Sorti le 4 mars 2016, ce nouvel album de l’Américain Ray Lamontagne explore un autre versant du genre folk rock. Baptisé Ouroboros ce disque coproduit avec Jim James, chanteur du groupe My Morning Jacket, est orienté dans une esthétique assez psychédélique.
On retrouve parmi les huit morceaux du nouvel album de Ray Lamontagne Ouroboros (nom donné à un objet ou dessin représentant un serpent ou dragon qui se mord la queue, emblème de l’éternel retour et du caractère cyclique du temps) l’influence de la musique folk-rock-blues des années 70 à savoir celle de Neil Young, Stephen Stills et autres, mais la nouveauté provient de l’utilisation de saturations vintage sur les guitares, de réverbérations profondes sur le chant, du son céleste des claviers ainsi que de durées de chansons assez longues, caractéristiques du genre psychédélique. Il y a également dans la progression des accords une grande tension, un côté lancinant et hypnotique sur les deux titres The Changing Man/ While it Beats ; on y retrouve un côté rock progressif à la Pink-Floyd. Le titre Hey, No Pressure est construit autour d’un riff blues-rock efficace auquel s’alterne une guitare lead offrant quelques phrasés bâtis sur des gammes pentatoniques avec un style et un son très seventies. Le chant quant à lui notamment sur la coda (fin du morceau) est une réelle incantation à se libérer, comme son titre l’indique, de toute lourdeur accablante.

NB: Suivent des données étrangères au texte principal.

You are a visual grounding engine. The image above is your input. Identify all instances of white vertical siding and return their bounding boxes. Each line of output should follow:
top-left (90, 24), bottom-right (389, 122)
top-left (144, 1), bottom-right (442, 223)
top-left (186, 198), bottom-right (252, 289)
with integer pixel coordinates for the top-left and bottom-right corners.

En parallèle aux titres rock, se combinent des ballades assez élaborées et novatrices comme les deux chansons In My Own Way et Homecoming. La voix de Ray Lamontagne, chaude et suave y interprète des textes poétiques évoquant un quotidien solitaire, mélancolique mais très certainement confortable, loin du tumulte de la vie sociale moderne. Au niveau de l’accompagnement musical nous nous trouvons là face à des tempos très lents maintenus par des motifs joués aux claviers et des guitares blues très épurés. Le titre qui ouvre l’album est bâti autour d’une rythmique assez répétitive jouée à la guitare acoustique à laquelle viennent s’ajouter des interventions pianistiques. Le tout donne ici encore un côté hypnotique et psyché à un morceau d’une durée longue (près de neuf minutes) format type des premières productions de groupes comme Pink Floyd et King Crimson. Pour une référence plus récente, disons que l’esthétique de cette ballade se rapproche un peu des compositions du jeune chanteur Jacco Gardner. Les paroles sur ce morceau évoquent un état entre le sommeil et l’éveil, une rêverie, quelque chose d’inconscient, de minéral à l’image des photos de paysages désertiques rocailleux illustrant l’intérieur de la pochette du CD.
En ce qui concerne le format long et le style de certains morceaux du disque, Ray Lamontagne y fait une allusion sur le dernier titre : You’re never going to hear this song on the radio, but wouldn’t it make a lovely photograph ? En effet avec cette nouvelle production, le songwriter se démarque des conventions commerciales et du genre pop song, format qu’il a décliné talentueusement à sa manière à ses débuts et qui fit son succès. Beck fut récompensé d’un Grammy award du meilleur album de l’année pour son disque folk rock « Morning Phase » en 2015 au grand désarroi du chanteur Kanye West. Espérons donc que le monopôle tenu par les musiques hyper rythmées et parfois, avouons-le, vide de sens ne soit pas pour toujours aussi hégémonique et laisse de temps à autre une place à ce genre folk aérien qui mériterait une réelle reconnaissance du grand public.